L’accent douloureux et le regard déchirant de Thérèse irritèrent Laurent plus que de coutume.

— Tu sais, lui dit-il, que tu me ramènes toujours à tes fins avec la moindre plainte, et tu abuses de ton pouvoir, ma pauvre Thérèse. Ne t’en repentiras-tu pas un jour, si tu me vois malade et exaspéré ?

— Je m’en repens déjà, puisque je t’ennuie, répondit-elle. Fais donc ce que tu voudras !

— Ainsi tu m’abandonnes à ma destinée ? Es-tu déjà lasse de lutter ? Tiens, ma chère, c’est toi qui ne m’aimes plus !

— Au ton dont tu le dis, il semble que tu désires que cela soit !

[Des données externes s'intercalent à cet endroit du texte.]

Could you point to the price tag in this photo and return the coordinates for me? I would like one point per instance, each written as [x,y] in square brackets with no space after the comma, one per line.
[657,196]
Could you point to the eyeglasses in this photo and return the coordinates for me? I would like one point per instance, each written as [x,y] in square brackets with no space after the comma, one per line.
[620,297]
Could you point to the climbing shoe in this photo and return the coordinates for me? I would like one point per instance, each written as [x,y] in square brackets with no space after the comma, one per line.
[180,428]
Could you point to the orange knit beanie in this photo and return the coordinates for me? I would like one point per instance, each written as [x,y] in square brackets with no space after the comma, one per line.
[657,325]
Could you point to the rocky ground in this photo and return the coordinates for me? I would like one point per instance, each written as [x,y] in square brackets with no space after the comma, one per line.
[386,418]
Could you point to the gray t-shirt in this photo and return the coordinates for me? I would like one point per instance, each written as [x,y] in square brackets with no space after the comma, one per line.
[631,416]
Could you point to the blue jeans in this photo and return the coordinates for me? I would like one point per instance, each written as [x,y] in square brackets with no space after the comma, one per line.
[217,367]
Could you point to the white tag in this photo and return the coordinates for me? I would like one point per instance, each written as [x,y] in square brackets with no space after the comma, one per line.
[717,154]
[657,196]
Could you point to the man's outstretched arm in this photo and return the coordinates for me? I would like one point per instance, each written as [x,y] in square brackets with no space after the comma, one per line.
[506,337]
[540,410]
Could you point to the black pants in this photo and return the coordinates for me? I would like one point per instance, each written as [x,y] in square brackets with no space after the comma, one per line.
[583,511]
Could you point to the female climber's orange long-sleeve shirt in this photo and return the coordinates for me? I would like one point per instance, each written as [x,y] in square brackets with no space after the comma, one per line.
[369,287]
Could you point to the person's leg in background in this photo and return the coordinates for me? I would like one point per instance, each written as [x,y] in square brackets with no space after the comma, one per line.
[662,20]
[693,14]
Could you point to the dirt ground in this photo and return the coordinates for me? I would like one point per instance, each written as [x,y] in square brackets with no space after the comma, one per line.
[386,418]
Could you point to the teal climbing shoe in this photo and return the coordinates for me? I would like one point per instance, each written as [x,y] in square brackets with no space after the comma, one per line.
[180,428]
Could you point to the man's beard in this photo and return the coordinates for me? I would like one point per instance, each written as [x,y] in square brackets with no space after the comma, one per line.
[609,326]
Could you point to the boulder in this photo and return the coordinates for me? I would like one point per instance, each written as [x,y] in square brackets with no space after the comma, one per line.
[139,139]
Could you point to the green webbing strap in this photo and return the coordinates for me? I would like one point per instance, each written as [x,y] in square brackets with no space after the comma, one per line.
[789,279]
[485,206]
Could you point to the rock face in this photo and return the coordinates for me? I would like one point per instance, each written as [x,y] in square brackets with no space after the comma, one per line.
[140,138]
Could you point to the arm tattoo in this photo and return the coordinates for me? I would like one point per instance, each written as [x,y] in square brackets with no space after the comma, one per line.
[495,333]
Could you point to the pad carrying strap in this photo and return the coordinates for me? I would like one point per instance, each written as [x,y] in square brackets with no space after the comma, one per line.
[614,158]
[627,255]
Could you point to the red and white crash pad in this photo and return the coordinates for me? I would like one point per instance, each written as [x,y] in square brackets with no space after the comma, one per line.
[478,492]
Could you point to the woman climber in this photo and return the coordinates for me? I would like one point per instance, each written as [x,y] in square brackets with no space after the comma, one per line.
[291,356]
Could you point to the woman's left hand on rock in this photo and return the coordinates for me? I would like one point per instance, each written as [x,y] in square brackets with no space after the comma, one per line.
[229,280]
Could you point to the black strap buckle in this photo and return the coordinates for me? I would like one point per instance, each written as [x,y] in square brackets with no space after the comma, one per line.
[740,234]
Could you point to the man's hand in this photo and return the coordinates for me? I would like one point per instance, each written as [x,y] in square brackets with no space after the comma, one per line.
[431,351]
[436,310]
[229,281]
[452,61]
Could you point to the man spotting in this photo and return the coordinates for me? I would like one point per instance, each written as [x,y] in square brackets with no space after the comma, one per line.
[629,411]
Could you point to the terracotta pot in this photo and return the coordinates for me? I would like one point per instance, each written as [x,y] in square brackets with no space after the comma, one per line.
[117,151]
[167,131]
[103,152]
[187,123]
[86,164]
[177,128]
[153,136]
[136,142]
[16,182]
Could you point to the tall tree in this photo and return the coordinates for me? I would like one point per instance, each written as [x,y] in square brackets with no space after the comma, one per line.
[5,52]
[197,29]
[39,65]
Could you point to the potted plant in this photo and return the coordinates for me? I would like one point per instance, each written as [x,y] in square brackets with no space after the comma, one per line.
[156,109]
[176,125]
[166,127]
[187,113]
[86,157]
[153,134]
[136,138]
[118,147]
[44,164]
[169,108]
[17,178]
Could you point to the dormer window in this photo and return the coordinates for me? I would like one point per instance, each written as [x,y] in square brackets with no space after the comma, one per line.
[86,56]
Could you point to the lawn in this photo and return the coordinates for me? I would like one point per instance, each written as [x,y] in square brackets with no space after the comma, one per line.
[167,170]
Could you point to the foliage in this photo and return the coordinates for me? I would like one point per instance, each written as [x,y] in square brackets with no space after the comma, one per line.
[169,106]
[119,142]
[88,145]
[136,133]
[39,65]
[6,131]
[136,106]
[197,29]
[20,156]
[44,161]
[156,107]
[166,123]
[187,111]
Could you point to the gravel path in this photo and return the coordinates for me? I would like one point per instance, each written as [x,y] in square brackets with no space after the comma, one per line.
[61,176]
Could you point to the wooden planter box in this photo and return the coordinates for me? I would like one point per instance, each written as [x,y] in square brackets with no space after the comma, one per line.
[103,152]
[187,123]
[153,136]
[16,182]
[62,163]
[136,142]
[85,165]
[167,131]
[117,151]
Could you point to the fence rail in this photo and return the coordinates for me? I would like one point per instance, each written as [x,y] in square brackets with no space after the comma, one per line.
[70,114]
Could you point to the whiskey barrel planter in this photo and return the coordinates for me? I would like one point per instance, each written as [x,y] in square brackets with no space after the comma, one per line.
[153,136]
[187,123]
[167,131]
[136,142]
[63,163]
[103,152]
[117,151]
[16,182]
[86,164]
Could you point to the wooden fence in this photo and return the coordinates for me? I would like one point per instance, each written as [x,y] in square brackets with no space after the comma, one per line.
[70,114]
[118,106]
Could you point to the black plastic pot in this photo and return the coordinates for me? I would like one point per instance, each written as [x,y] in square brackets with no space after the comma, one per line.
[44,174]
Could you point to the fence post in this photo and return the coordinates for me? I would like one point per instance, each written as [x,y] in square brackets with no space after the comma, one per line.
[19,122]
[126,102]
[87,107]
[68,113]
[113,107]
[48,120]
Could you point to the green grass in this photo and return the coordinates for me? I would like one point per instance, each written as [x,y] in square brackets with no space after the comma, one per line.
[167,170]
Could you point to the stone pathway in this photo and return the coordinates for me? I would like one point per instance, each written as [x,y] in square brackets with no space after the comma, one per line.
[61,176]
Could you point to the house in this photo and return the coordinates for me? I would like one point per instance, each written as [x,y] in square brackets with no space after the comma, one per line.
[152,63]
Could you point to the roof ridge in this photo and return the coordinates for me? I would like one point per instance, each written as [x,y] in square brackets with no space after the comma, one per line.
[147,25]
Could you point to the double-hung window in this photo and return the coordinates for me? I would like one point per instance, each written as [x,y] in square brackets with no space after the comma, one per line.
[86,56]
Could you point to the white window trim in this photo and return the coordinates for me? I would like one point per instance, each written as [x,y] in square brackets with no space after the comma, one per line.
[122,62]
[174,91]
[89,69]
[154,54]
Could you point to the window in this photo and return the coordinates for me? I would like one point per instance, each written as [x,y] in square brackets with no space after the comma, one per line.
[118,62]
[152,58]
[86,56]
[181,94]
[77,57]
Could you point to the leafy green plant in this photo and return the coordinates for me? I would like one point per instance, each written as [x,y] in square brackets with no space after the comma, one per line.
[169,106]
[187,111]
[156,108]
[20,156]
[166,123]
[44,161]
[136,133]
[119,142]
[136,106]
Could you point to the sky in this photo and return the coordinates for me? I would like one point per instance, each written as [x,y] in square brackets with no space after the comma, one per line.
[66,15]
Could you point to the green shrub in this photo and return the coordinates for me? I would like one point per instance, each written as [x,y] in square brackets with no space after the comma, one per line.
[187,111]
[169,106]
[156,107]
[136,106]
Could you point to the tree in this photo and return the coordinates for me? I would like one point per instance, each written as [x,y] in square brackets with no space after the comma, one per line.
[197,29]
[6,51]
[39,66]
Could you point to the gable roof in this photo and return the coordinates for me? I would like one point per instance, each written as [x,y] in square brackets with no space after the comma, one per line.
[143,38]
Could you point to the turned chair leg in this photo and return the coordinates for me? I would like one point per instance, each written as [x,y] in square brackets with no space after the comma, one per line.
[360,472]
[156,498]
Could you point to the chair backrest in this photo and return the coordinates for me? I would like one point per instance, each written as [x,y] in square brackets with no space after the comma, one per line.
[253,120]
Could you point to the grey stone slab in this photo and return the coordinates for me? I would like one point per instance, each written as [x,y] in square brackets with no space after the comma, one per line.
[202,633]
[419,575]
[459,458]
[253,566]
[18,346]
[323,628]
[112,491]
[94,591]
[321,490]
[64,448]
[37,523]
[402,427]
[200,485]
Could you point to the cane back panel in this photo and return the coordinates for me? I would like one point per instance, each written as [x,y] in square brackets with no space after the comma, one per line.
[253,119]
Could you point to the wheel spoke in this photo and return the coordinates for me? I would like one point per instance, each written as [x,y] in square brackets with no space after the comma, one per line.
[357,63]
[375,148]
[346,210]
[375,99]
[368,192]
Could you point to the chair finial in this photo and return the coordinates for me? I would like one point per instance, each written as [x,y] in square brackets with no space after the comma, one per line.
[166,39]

Il répondit : « Non ; » mais, un instant après, c’était oui sous toutes les formes. Thérèse était trop sérieuse, trop fière, trop pudique. Elle ne voulait pas descendre avec lui des hauteurs de l’empyrée. Un mot leste lui semblait un outrage, un souvenir sans importance encourait sa censure. Elle était sobre en tout et ne comprenait rien aux appétits capricieux, aux fantaisies immodérées. Elle était la meilleure des deux, à coup sûr, et, s’il lui fallait des compliments, il était prêt à lui en faire ; mais s’agissait-il de cela entre eux ? La question n’était-elle pas de trouver le moyen de vivre ensemble ? Autrefois, elle était plus gaie, elle avait été coquette avec lui, et elle ne voulait plus l’être ; elle était maintenant comme un oiseau malade sur son bâton, les plumes ébouriffées, la tête dans les épaules et l’œil éteint. Sa figure pâle et morne était quelquefois effrayante. Dans cette grande chambre sombre attristée des restes d’un vieux luxe, elle lui faisait l’effet d’un spectre. Par moments, il avait peur d’elle. Ne pouvait-elle remplir cet intérieur lugubre de chants bizarres et de joyeux éclats de rire ?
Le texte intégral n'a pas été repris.